Pakistani finance officials were in Washington last weekend ironing out problems before the IMF board meeting, which has been postponed several times partly due to delays by Pakistan over imposing a value added tax and raising power tariffs.
“We reached understandings on things enough for us to be able to go to the board in mid-May,” said Adnan Mazarei, the Washington-based IMF mission chief for Pakistan.
“We recommend to move forward,” he said, referring to the fifth payment of the loan, which amounts to about $1.15 billion.
Pakistan turned to the IMF for an emergency package of $7.6 billion in November 2008 to avert a balance of payments crisis and shore up reserves. The loan was increased to $11.3 billion in July last year. Pakistan’s budget has also been strained by the cost of battling Taliban insurgents.
Mazarei said Pakistan remained “vulnerable” and he was concerned over the electricity crisis as well as a recent increase in inflation from about 9 percent at the end of last year to 12.9 percent at the end of last month.
“What is keeping me up is the electricity sector problems, the pick-up in inflation and its impact on the poor and the daily difficulties in budget management,” he said.
“There are calls every day on new spending from the budget, the revenue performance is not very good and the Pakistani authorities need to make better efforts to make sure budget execution is smooth and that the budget financing is in place,” he added.
Confident on vat
Mazarei said the government had made promises on the VAT issue, indicating it would take steps to iron out differences between the provinces and to ensure the new tax would be rolled out on July 1, a deadline analysts are skeptical about. The VAT rates have not yet been set.
“They (Pakistan’s government) realize the historical opportunities and that the revenues are much needed. They also realize that this step is required for continued donor support,” Mazarei said.
“Donors are very supportive to provide Pakistan with assistance for a period of time until Pakistan’s public finances are put on a sustainable footing,” he said, adding that there were no plans to augment the loan.
He also praised Pakistan’s recent efforts to improve tax collection, with revenues collected by the Federal Board of Revenues increasing by 14 percent over the past nine months.
“Monetary policy on the part of the central bank has been generally appropriate. What is needed is a more appropriate fiscal policy which would then draw less on credit and also less crowding out of the private sector,” he added.
Interest rates had been high in part because of the government’s large borrowing needs and as a result banks were more willing to lend to the government at high rates rather than to the private sector.
The octopus effect
Pakistan is battling a chronic power shortage, with rolling blackouts countrywide, and is also struggling to keep its budget deficit at the levels required under IMF reforms. Under the IMF program, the deadline for another rise in electricity tariffs was April 1, but Pakistan failed to meet that.
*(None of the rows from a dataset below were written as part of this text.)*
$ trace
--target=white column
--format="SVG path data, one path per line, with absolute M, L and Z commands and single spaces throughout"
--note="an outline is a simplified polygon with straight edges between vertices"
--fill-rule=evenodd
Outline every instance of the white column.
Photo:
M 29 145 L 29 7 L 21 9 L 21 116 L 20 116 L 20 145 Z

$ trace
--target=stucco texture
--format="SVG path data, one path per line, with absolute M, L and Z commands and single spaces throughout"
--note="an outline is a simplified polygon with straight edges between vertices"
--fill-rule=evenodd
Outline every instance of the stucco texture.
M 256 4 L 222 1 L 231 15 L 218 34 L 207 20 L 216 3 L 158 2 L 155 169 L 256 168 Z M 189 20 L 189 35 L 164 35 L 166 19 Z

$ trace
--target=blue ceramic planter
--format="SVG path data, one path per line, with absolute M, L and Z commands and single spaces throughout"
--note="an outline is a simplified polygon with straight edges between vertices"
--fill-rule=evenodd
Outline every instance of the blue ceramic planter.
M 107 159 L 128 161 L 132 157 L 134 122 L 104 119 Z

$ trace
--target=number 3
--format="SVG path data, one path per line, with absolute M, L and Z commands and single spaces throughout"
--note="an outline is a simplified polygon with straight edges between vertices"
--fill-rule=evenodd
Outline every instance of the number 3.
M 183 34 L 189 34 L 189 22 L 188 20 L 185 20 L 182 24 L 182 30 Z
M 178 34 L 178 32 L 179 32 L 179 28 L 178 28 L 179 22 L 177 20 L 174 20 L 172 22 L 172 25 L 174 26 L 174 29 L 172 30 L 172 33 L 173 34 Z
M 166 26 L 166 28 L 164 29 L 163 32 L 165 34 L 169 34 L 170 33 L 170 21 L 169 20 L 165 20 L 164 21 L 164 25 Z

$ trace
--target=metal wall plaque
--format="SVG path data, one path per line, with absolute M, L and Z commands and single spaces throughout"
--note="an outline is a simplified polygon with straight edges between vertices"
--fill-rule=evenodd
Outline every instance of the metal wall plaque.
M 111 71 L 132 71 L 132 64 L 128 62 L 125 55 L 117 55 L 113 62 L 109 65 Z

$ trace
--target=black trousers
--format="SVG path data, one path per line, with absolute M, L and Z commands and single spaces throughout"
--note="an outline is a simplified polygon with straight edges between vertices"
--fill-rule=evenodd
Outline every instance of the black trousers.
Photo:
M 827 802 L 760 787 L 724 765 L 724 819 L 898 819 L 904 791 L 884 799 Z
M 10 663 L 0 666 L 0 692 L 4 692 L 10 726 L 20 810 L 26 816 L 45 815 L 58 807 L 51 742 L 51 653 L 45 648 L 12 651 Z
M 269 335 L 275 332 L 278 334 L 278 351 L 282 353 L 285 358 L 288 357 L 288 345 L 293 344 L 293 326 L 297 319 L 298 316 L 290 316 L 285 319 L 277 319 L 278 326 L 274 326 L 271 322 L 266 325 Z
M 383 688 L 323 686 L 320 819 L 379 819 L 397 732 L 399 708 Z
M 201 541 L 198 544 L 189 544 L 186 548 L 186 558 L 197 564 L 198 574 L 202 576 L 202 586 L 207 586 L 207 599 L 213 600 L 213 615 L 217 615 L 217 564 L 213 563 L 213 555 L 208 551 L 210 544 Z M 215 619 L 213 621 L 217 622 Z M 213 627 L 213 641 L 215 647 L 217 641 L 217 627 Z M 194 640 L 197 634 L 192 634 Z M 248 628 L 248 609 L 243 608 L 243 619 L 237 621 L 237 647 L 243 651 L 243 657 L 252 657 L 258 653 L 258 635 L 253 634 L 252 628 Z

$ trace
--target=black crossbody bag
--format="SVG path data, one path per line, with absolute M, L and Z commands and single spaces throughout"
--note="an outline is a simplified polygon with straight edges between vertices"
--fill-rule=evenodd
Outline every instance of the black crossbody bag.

Mazarei said Pakistan had agreed to measures to increase its electricity supply, which would eventually lead to an end in subsidies. He said Islamabad also promised steps to eliminate so-called circular debt.
This debt creates a chain reaction. Distributors cannot pay power producers, who in turn cannot pay fuel suppliers, resulting in even greater electricity cuts and putting more strain on the economy and industry.
“The problems in the electricity sector are like an octopus, with each of the legs stifling one aspect of the Pakistani economy. One leg stifles growth and one leg affects government finances and one is affecting the banking sector.”
Seeking to ease IMF concerns, Prime Minister Yusuf Raza Gilani announced last week the government would pay off 116 billion rupees ($1.38 billion) of the circular debt.